Nemrut Dağı Krater Gölü ve Kalderası’nı UNESCO bünyesindeki uluslararası ağa dahil edip ‘jeopark statüsü’ kazandırmak için 2016 yılında Prof. Dr. Aydın Büyüksaraç; “Burası doğal koruma alanı yani çivi bile çakılmasın diye kanunlar koruma altına almış. Ancak buraya betonarme yapı yapılıyor. Hem de göl manzaralı. Akıl alır gibi değil. Biz, yani bilim insanları burayı uluslararası jeopark statüsüne kazandıralım diye uğraşıyoruz. Asıl koruması gereken idare buraya beton imalat yapıyor.” diye konuştu.

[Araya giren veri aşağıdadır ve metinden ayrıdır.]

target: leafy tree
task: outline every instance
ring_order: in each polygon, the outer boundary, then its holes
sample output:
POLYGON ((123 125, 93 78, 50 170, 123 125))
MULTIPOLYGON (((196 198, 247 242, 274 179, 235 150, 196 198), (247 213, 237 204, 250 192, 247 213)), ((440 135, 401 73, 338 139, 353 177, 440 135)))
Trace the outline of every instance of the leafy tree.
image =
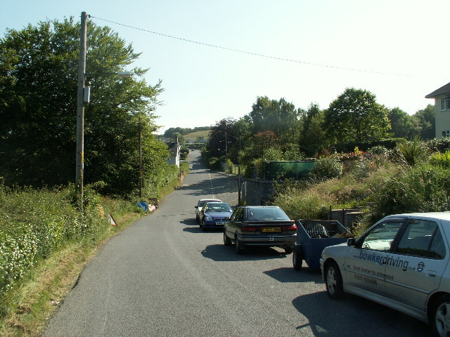
MULTIPOLYGON (((9 29, 0 39, 0 176, 7 184, 75 180, 79 39, 73 18, 9 29)), ((110 28, 91 22, 86 41, 88 73, 117 72, 139 56, 110 28)), ((153 136, 162 89, 160 81, 136 79, 146 72, 135 68, 134 78, 123 79, 86 75, 91 95, 85 109, 85 183, 103 180, 107 192, 120 194, 136 188, 139 117, 144 179, 164 170, 168 152, 153 136)))
POLYGON ((390 121, 391 132, 394 138, 410 138, 414 133, 414 123, 412 118, 399 107, 394 107, 387 112, 390 121))
POLYGON ((316 103, 311 103, 301 114, 300 149, 307 156, 313 157, 326 147, 327 137, 323 127, 324 117, 325 112, 316 103))
POLYGON ((412 118, 421 139, 430 140, 435 138, 435 120, 433 105, 429 104, 425 109, 418 111, 413 114, 412 118))
POLYGON ((387 109, 363 89, 347 88, 325 112, 325 130, 335 143, 385 138, 389 131, 387 109))
POLYGON ((234 119, 225 118, 210 128, 206 148, 211 157, 219 157, 229 153, 230 146, 236 143, 237 139, 236 129, 233 127, 235 122, 234 119))
POLYGON ((282 141, 295 143, 297 132, 298 112, 292 103, 284 98, 270 100, 267 96, 258 97, 249 114, 252 133, 274 131, 282 141))

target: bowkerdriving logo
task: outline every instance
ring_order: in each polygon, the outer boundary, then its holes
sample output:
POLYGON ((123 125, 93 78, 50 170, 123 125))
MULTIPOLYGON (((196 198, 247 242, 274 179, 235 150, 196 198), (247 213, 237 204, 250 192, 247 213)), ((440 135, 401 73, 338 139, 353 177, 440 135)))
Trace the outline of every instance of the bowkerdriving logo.
POLYGON ((397 256, 397 258, 393 258, 389 256, 382 256, 375 253, 366 253, 365 251, 359 253, 359 258, 364 261, 375 262, 401 268, 404 272, 408 269, 408 265, 409 264, 409 261, 400 259, 399 256, 397 256))

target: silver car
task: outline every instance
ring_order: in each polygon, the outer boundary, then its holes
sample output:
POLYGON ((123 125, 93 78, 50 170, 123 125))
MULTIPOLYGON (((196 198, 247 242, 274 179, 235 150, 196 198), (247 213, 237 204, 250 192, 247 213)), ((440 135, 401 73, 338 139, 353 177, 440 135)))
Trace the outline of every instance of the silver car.
POLYGON ((449 239, 450 213, 384 218, 359 238, 323 250, 327 293, 364 297, 450 336, 449 239))

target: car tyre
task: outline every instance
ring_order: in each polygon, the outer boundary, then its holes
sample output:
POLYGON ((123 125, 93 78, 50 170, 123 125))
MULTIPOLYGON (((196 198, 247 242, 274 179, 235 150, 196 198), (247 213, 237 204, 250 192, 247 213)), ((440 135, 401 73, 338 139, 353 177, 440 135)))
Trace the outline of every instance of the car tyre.
POLYGON ((325 267, 325 285, 328 296, 333 299, 338 299, 344 295, 342 286, 342 275, 335 262, 330 262, 325 267))
POLYGON ((450 296, 443 295, 432 308, 430 323, 436 336, 450 334, 450 296))
POLYGON ((225 246, 231 246, 231 240, 229 237, 225 234, 225 231, 224 231, 224 244, 225 246))
POLYGON ((243 254, 245 249, 245 247, 244 246, 243 244, 240 242, 240 240, 238 239, 238 237, 236 237, 234 242, 236 248, 236 253, 238 254, 243 254))
POLYGON ((303 264, 303 256, 300 249, 300 247, 296 246, 292 252, 292 265, 295 270, 301 270, 303 264))

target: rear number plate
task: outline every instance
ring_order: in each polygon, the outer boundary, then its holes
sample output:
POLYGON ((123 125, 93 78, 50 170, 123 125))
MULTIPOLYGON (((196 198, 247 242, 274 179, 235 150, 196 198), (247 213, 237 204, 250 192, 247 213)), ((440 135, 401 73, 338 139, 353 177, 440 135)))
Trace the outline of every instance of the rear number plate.
POLYGON ((262 233, 274 233, 274 232, 281 232, 281 227, 264 227, 261 228, 262 233))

Duvar’dan Sinan Aygül’ün haberine göre; Betonarme inşaat yapılan alan ‘Tabiat Anıtı’, ‘Turizm Alanı’, ‘1. Derece Doğal Sit Alanı’ ve ‘Ramsar Alanı (Uluslararası Öneme Sahip Sulak Alan) statüsünde bulunuyor. Aynı zamanda alan için UNESCO’nun Küresel Jeopark Ağı’na dahil edilmesi için yapılan başvuru süreci de halen devam ediyor.
Bu derecede önemli ve doğallığının korunması gereken bir alanda, Doğa Koruma ve Milli Parklar Genel Müdürlüğü tarafından ‘Nemrut Kalderası Tabiat Anıtı Çevre Düzenleme İşi’ adı altında yapılan betonarme inşaat tepkiyle karşılandı. Volkanik patlamalar sonrası oluşan kraterlere “kaldera” deniyor.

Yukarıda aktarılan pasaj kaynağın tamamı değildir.